The fundamentals, therefore, for mold remediation are: 1) Stop water source, 2) Get rid of the infected materials and potential food sources, 3) properly ventilate, and 4) allow some sunshine in when possible.  

Okay, we should all know the critical elements.  Let's look at treatments intended to kill and prevent mold.  Part of the process is the application of a MOLDICIDE, and it is here that the range of choices may be varied.  Bleach is not a good choice.  Concrobium is a likely mold treatment that can be applied at different stages.  An effective ozone treatment can be a good substitute for the mold killing process.

In addition, an ozone treatment can be used as a pre-treatment, especially when you can't get to the problem right away.  An ozone treatment will halt mold growth for a short period.  This would help when the remediation service can't get in right away to remediate the building.  Early ozone treatments after a flood or water invasion can halt the growth of mold for a short period.  An ozone pre-treatment can also lower the health threat to workers.  
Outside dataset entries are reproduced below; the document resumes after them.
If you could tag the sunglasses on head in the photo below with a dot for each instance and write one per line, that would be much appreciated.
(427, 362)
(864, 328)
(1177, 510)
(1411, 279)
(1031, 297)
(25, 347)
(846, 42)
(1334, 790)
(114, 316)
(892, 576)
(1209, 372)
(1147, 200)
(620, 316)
Using an ozone treatment as a post-remediation process can resolve any latent concerns and will aid in the final mold test.  If you are failing the final mold test, try doing an ozone treatment afterward.

Ozone is very effective in attacking mold, mildew and mold spores. At high levels, ozone deteriorates the cell structure of these microorganisms and breaks down their ability to reproduce.

Just in case you care to debate the effect of ozone, here are some well-established links that prove the point.

Mold Kills Mold and Mildew in Grain Storage

Read FDA rule (21 CFR part 173) which became effective June 26, 2001:  “SUMMARY: The Food and Drug Administration (FDA) is amending the food additive regulations to provide for the safe use of ozone in gaseous and aqueous phases as an antimicrobial agent on food”

As an antimicrobial, it is effective against fungus.  It is only a questions of "How Much" and "How Long" to do the treatment.

The University of New Hampshire and many other laboratories have done extensive research regarding the ability of ozone to kill both mold and bacterium.

National Institute of Health Articles:

http://www.ncbi.nlm.nih.gov/pubmed/22095762

http://www.ncbi.nlm.nih.gov/pubmed/9350226

Ozone works well as an antimicrobial treatment prior to disturbing mold during remediation.  This helps to prevent any inadvertently transported spores from being able to reproduce in other areas by deeming them nonviable (dead).  Ozone is also an excellent finishing treatment after a mold remediation project.  Due to the fact that mold spores are microscopic, it is given that some spores will remain in the area after remediation and will likely be in areas that are difficult to mechanically clean.  Because ozone uses air as the vehicle to find mold, it can treat any difficult area that airborne spores have traveled to: air ducts, air conditioner A-coils, attics, wall cavities, and crawl spaces.  

It is important to understand that while ozone kills mold, it does not “clean” mold.  Depending on the location of the mold, killing the mold may only be a partial solution.  When touched or inhaled, mold can remain allergenic, pathogenic, or toxigenic, even after being rendered nonviable.  Therefore, consideration needs to be given to the location of the contamination, and possibly the type of mold present.  Whenever mold is discovered inside a building's heated envelope, whether viable or nonviable, it should be cleaned or otherwise removed if at all possible.